SE GLI 85 GRADI sottozero dell’Antartide o i -280 del lato oscuro della Luna vi sembrano freddi, non avete ancora visto nulla. La Nasa ha approntato, a bordo della Stazione spaziale internazionale un esperimento che ha si è guadagnato il record di temperatura più fredda nell’intero Universo. Si chiama, poco sorprendentemente, Cold Atom Lab (Cal), ed è il primo tentativo di produrre, in orbita, nuvole di atomi ultrafreddi, appena poche frazioni di grado sopra lo zero assoluto, a circa -273 gradi centigradi. Tentativo riuscito: a sette mesi dall’avvio del progetto (l’equipaggiamento è decollato il 21 maggio scorso dalla Wallops Flight Facility in Virginia alla volta della Stazione spaziale internazionale), Cal produce quotidianamente pacchetti di atomi ultrafreddi, su cui diverse équipe di ricercatori stanno già conducendo tre esperimenti indipendenti e in contemporanea.
• SUPERFREDDI, SUPERLENTI
Perché la comunità scientifica è così affascinata dal freddo estremo? In condizioni normali, a temperatura ambiente, gli atomi sono “iperattivi”, ovvero si muovono a grande velocità e urtano tra loro senza soluzione di continuità; più ci si avvicina allo zero assoluto, più gli atomi tendono a rallentare e “bloccarsi” in posizioni fisse: gli atomi ultrafreddi possono diventare fino a 200mila volte più lenti rispetto a quelli che si trovano a temperatura ambiente, il che li rende più “docili” e permette ai ricercatori di studiarne le dinamiche con più precisione e di utilizzarli per indagare altri fenomeni fisici. “Grazie al Cold Atom Laboratory”, spiega Rob Thomson, fisico del Jet Propulsion Laboratory dell’agenzia spaziale statunitense specializzato nella produzione di atomi freddi, “stiamo iniziando a comprendere in modo approfondito come si comportano gli atomi in condizione di microgravità e come manipolarli, e stiamo studiando quali sono le differenze rispetto a uno scenario simile realizzato sulla Terra. È un pacchetto di conoscenze che costituisce la base fondante di quello che sarà, almeno speriamo, il futuro della scienza dell’ultrafreddo nello Spazio”.

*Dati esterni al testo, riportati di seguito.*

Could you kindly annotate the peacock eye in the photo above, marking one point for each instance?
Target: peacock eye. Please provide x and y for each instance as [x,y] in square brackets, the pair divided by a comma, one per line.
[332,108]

• LASER, CAMPI MAGNETICI E ONDE RADIO
Effettivamente, anche i laboratori sulla Terra possono produrre atomi ultrafreddi. Tuttavia, la gravità terrestre “attira” le nuvole di atomi verso il suolo, lasciando agli scienziati solo poche frazioni di secondo per studiare i composti prima che questi precipitino. Si possono utilizzare dei campi magnetici per intrappolare gli atomi, ma si tratta comunque di una perturbazione esterna che vincola artatamente il loro movimento naturale: per questo, le condizioni di microgravità a bordo della Stazione spaziale internazionale rappresentano un habitat perfetto per condurre esperimenti più accurati. Per abbassare la temperatura fino a (quasi) lo zero assoluto, i ricercatori iniziano intrappolando gli atomi in un campo magnetico, e successivamente li colpiscono con laser che ne rallentano progressivamente il moto; successivamente, delle onde radio “eliminano” gli atomi più veloci, abbassando ulteriormente la temperatura; infine, il campo magnetico viene spento e gli atomi vengono lasciati liberi di espandersi, il che fa diminuire drasticamente la pressione e, di conseguenza, la temperatura (temperatura e pressione sono infatti legate tra loro: è il motivo, per esempio, per cui una bomboletta contenente del gas compresso si raffredda dopo l’uso). Nello Spazio, dove gli effetti della gravità sono molto attenuati, la nuvola di atomi può espandersi per più tempo, il che permette di raggiungere temperature pochi miliardesimi di grado sopra lo zero assoluto.
• A PROVA DI RAZZO
Realizzare – e soprattutto spedire in orbita – il Cold Atom Lab non è stato facile: tutte le attrezzature dovevano essere abbastanza resistenti da sopportare le vibrazioni del decollo e le forze estreme avvertite durante il volo verso la Stazione spaziale. “Abbiamo dovuto riprogettare più volte diverse parti del sistema”, ha spiegato Robert Shotwell, ingegnere capo allo Astronomy, Physics and Space Technology Directorate del Jet Propulsion Laboratory e project manager di Cal. “Alcune componenti si sono danneggiate in modi che non avevamo mai visto né previsto, e l’intera struttura è stata completamente disassemblata e riassemblata per tre volte”. Ma, a quanto pare, ne è valsa la pena: nel 2019 sono già attesi i primi risultati degli esperimenti in corso. Staremo a vedere.